I know that some of you reading this post may not know me, but I’m going to ask you for a favor anyway. I need you to stop saying “we’re always hiring.”
I hear this phrase from editors at the student media outlet I advise, and it was echoed by other student editors during a recent #EditorTherapy chat.
Think about the message you’re sending to potential employees when you say “we’re always hiring.” What you’re actually saying is:
“This job is so undesirable that we never can find enough people to do it.”
“No one wants to work with us.”
“We can’t keep employees.”
“You can decide to come work for us when nothing else works out and you get really desperate because we always need people, and we’ll take anyone.”
Are these the types of messages you want to send?
The alternative is one of basic supply and demand. Having a limited supply of something makes it more appealing. Having an unlimited simply makes it less desirable.

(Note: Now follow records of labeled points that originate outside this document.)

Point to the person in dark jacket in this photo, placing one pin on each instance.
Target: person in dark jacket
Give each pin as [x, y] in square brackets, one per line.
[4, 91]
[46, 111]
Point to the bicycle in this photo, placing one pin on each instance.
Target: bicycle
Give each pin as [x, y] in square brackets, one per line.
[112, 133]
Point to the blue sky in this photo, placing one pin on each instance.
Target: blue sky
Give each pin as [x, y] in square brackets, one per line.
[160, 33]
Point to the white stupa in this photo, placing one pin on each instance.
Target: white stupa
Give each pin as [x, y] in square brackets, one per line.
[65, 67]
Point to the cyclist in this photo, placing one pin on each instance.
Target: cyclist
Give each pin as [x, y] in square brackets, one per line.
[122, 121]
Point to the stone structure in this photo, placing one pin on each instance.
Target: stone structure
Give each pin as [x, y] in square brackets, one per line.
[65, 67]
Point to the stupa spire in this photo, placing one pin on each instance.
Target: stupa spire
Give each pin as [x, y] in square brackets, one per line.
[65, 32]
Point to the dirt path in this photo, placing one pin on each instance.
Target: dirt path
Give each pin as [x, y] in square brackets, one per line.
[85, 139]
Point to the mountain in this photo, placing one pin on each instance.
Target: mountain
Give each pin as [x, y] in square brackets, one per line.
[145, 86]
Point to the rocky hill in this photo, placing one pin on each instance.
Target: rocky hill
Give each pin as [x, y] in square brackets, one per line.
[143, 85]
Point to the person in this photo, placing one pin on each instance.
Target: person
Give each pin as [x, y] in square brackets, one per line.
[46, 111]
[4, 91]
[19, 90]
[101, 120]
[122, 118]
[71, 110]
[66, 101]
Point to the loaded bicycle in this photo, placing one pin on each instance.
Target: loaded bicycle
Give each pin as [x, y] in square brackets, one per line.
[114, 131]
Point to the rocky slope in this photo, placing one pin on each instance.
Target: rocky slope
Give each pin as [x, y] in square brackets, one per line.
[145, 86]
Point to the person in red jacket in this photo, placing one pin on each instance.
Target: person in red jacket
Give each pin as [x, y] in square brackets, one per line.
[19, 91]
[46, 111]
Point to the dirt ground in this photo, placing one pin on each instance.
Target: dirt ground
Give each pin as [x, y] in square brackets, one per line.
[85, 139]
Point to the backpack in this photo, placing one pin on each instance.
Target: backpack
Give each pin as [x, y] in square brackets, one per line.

The solution to the “always hiring” problem is simple. You need to think about what you’re really trying to say. What you probably mean is that there always is a vacancy somewhere on your staff. For example, you might have plenty of writers and photographers, but you really need to hire another graphic designer. So, if someone asks if you’re hiring, you answer “We’re pretty full, but we’re looking for a talented graphic designer. If you’d like to apply for another post, I’ll keep your application on file for future consideration.”
Before the semester begins, determine the least number of people you need to successfully operate your publications. Hire to fill those positions. These spots should go to returning staff and those who are highly qualified. Then, open applications for specific positions, stating how many of each you can hire. You’ll be surprised how many areas you have that are full.
Also, when students ask you about possible openings, encourage them to apply early because the “staff fills up” or “a lot of positions fill quickly.” If you’re marketing your positions correctly and treating staffers right, you’ll be telling them the truth.